Friday, November 19, 2010

Federal Reserve Chairman Ben Bernanke is firing back amid criticism of the Fed's easy-money policies at home and abroad

By keeping their currencies artificially weak, Mr. Bernanke argues, China and other emerging markets are allowing their economies to overheat, preventing trade imbalances from adjusting and producing what he called 'a two-speed . . . recovery' that isn't sustainable. Their 'strategy of currency undervaluation' has 'important drawbacks' for them and the world economy, he warns.

Mr. Bernanke has come under attack for the Fed's decision to purchase $600 billion in U.S. Treasury bonds in an effort to drive down long-term interest rates. Critics in the U.S say it could cause inflation. Critics abroad say the flood of dollars that the Fed is effectively printing to finance the purchases is causing investors to pour money into overseas economies and could cause asset bubbles.

Some have accused the Fed of trying to weaken the dollar to spur U.S. exports.

Fed officials have denied that is their goal, though Mr.
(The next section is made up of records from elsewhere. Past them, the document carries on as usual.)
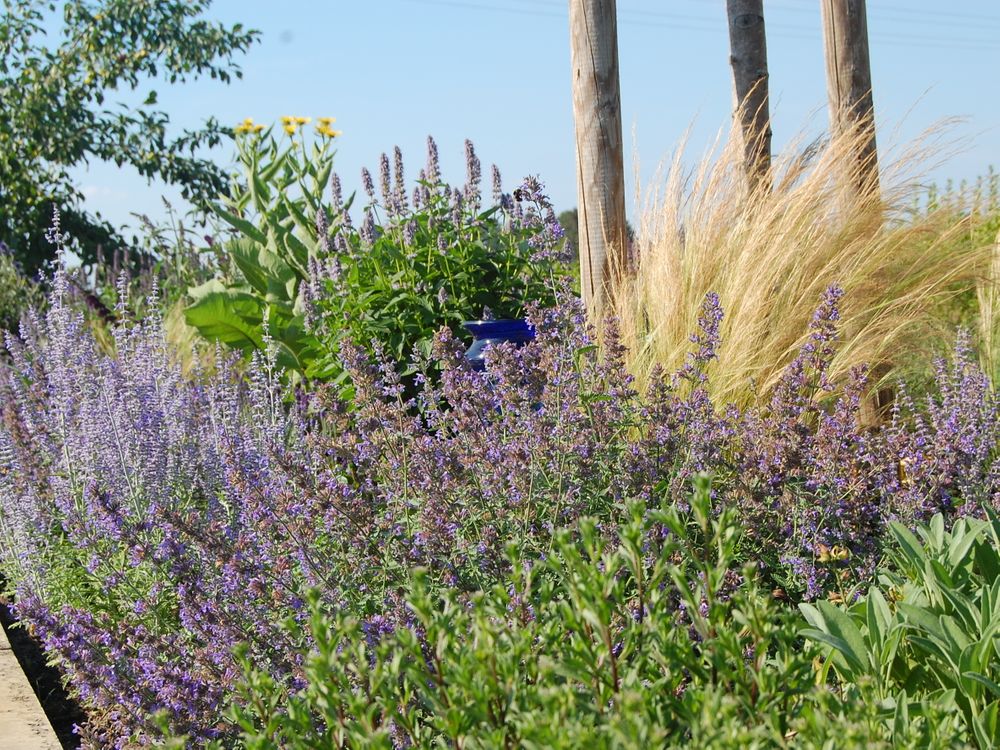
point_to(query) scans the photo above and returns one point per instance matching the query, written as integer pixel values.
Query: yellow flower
(327, 131)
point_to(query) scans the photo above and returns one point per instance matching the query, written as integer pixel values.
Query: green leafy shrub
(300, 269)
(55, 116)
(927, 635)
(653, 639)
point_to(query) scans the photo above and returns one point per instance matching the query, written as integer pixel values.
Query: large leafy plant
(272, 213)
(303, 275)
(928, 634)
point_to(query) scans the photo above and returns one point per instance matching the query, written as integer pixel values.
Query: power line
(694, 23)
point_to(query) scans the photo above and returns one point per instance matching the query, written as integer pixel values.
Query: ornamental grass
(769, 252)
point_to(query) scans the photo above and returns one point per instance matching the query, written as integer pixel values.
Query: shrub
(926, 634)
(152, 521)
(302, 269)
(655, 639)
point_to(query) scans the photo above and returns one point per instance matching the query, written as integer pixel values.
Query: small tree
(51, 115)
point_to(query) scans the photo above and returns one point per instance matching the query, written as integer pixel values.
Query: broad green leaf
(840, 624)
(228, 316)
(960, 546)
(263, 270)
(909, 545)
(986, 727)
(843, 655)
(240, 224)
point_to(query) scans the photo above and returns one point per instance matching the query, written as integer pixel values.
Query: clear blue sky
(497, 71)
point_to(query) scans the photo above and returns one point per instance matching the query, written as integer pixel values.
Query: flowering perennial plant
(152, 521)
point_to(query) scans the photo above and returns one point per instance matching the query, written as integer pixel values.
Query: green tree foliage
(54, 112)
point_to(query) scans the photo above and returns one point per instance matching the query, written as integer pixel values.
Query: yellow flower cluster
(832, 554)
(324, 129)
(247, 126)
(292, 124)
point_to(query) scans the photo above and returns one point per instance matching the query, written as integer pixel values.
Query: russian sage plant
(152, 521)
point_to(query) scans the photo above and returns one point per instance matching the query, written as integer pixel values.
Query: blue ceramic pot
(494, 332)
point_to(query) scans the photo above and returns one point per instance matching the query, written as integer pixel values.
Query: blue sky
(497, 71)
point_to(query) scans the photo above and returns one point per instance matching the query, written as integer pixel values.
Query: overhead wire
(699, 23)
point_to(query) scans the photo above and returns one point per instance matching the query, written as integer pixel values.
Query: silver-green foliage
(926, 637)
(642, 636)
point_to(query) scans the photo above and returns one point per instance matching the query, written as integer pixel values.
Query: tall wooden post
(748, 56)
(600, 168)
(849, 81)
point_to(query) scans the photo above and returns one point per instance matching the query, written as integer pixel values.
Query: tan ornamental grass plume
(770, 254)
(988, 297)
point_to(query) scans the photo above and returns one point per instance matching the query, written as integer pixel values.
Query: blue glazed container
(494, 332)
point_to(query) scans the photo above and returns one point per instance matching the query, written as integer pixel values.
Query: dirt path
(27, 684)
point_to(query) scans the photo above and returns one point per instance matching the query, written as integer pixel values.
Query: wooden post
(849, 81)
(748, 56)
(600, 168)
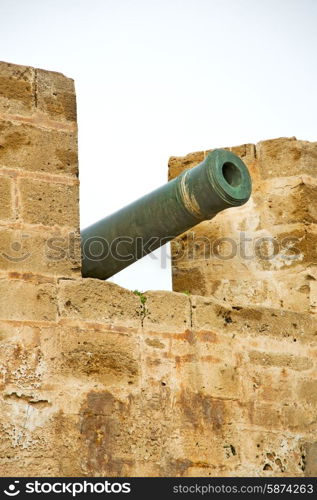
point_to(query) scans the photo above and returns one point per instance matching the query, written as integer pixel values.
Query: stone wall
(97, 380)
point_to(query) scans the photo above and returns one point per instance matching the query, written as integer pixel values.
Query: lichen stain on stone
(102, 423)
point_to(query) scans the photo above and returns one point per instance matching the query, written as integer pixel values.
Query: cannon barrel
(219, 182)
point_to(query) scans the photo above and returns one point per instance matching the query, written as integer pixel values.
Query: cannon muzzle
(221, 181)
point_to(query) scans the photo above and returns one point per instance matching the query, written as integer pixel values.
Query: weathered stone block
(6, 198)
(51, 253)
(49, 203)
(98, 301)
(23, 300)
(166, 311)
(93, 352)
(27, 147)
(56, 95)
(285, 157)
(17, 89)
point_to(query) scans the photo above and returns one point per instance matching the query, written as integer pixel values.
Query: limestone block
(99, 301)
(56, 95)
(49, 203)
(166, 311)
(26, 147)
(49, 253)
(91, 351)
(6, 197)
(26, 300)
(17, 89)
(286, 157)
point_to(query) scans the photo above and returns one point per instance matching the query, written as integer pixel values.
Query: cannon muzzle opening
(221, 181)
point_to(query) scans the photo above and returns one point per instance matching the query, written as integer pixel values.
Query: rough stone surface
(6, 197)
(99, 381)
(28, 147)
(49, 203)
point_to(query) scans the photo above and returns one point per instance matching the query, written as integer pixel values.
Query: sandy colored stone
(290, 361)
(49, 253)
(310, 454)
(17, 89)
(210, 315)
(285, 156)
(56, 95)
(165, 310)
(24, 300)
(92, 351)
(27, 147)
(49, 203)
(96, 300)
(99, 381)
(6, 197)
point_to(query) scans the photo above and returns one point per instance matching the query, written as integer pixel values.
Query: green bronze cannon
(221, 181)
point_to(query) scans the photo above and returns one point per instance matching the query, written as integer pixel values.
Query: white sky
(156, 78)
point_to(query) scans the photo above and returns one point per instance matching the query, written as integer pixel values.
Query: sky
(161, 78)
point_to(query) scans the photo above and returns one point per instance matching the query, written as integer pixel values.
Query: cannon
(221, 181)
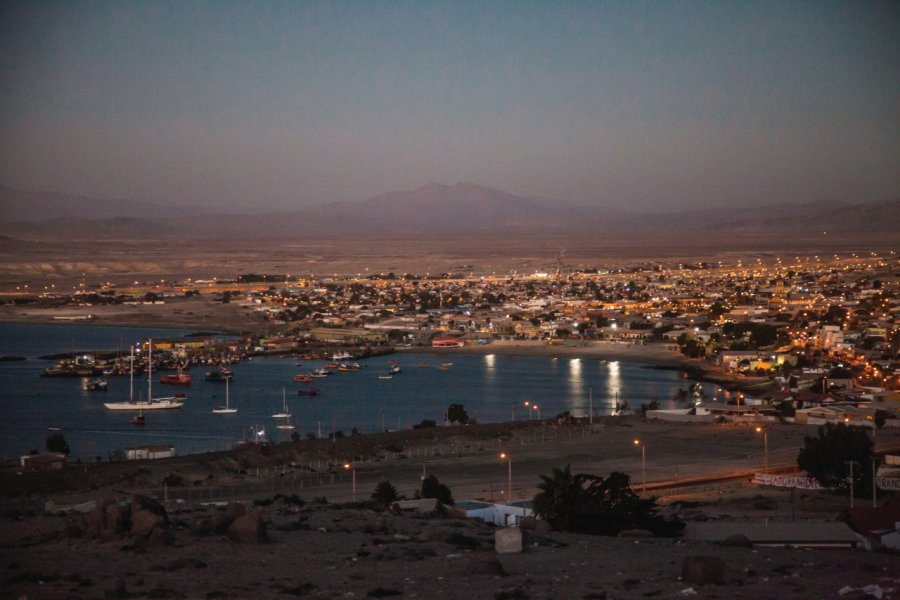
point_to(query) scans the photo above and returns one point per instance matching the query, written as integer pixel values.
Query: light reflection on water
(491, 387)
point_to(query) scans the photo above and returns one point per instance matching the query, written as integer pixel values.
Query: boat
(284, 414)
(176, 379)
(95, 385)
(222, 374)
(225, 410)
(170, 402)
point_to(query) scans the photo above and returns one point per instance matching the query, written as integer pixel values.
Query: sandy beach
(340, 550)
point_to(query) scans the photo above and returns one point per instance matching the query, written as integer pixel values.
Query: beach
(334, 549)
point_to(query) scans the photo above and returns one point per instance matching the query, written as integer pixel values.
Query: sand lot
(334, 551)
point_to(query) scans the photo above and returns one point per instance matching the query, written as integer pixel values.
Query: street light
(765, 433)
(508, 459)
(352, 469)
(643, 465)
(591, 400)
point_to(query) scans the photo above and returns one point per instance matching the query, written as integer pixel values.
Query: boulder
(116, 520)
(146, 503)
(93, 524)
(249, 529)
(702, 570)
(508, 540)
(484, 563)
(143, 522)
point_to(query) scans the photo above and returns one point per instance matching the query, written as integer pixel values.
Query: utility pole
(851, 463)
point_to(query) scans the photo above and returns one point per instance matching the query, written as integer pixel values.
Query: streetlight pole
(508, 458)
(765, 433)
(591, 400)
(851, 463)
(643, 465)
(352, 469)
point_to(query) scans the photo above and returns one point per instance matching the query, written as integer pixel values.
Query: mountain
(17, 205)
(432, 211)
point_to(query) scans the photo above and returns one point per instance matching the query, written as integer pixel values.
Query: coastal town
(814, 335)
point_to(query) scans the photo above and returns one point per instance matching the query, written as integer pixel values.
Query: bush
(590, 504)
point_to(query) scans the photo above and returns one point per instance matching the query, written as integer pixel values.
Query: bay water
(491, 387)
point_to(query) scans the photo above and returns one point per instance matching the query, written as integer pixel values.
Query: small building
(502, 515)
(39, 463)
(149, 452)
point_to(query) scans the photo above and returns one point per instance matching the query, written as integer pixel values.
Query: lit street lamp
(643, 465)
(591, 401)
(508, 459)
(765, 433)
(352, 470)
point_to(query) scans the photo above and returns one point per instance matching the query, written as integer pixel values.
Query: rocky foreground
(283, 547)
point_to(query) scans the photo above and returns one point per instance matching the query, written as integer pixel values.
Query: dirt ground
(335, 550)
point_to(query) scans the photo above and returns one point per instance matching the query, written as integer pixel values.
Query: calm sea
(492, 388)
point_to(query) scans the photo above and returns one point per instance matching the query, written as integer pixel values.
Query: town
(813, 338)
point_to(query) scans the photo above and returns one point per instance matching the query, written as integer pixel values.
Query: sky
(661, 105)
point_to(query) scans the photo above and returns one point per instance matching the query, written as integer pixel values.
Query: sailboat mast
(150, 370)
(131, 377)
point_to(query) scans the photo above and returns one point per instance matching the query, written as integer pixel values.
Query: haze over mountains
(428, 212)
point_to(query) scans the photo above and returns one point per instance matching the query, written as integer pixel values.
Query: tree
(432, 488)
(456, 413)
(825, 457)
(385, 494)
(590, 504)
(57, 443)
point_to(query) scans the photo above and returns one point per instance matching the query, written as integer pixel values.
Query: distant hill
(431, 211)
(35, 207)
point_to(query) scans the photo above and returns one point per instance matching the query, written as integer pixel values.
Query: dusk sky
(629, 105)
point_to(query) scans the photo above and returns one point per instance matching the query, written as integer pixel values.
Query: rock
(235, 510)
(737, 540)
(636, 533)
(248, 529)
(508, 540)
(116, 520)
(702, 570)
(143, 522)
(484, 563)
(160, 536)
(146, 503)
(93, 524)
(538, 527)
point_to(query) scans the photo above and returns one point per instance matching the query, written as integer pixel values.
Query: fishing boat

Bernanke effectively acknowledged the U.S. currency should weaken against currencies in emerging markets because their economies are growing so much faster than economies in the developed world.

The Fed chairman's message, though scholarly in tone, was unusually blunt in laying blame for inflationary pressures in emerging markets and for tensions over currencies on countries like China that hold their currencies down.

'Why have officials in many emerging markets leaned against appreciation of their currencies toward levels more consistent with market fundamentals?' he asks. Mainly because they believe that will spur exports and boost growth, he says.

Central banks in many countries intervene in currency markets to manage exchange rates. As dollars flood into their economies from exports, the central banks hold on to the dollars and use them to purchase assets like U.S. Treasury bonds, rather than converting them back into their domestic currencies, which would make those currencies rise in value.

Mr. Bernanke notes that in preventing the yuan from appreciating in exchange for dollars, China has accumulated a massive $2.6 trillion stock of U.S.-dollar assets.

Mr. Bernanke also makes his case against domestic critics, arguing that unemployment could keep rising without action by the Fed and that inflation was too low and could fall further.

Though critics say inflation could soar because of the Fed's actions, Mr. Bernanke says he is committed to keeping inflation at around 2%. It is now around 1%, by the Fed's preferred measures, which strip out food and energy prices.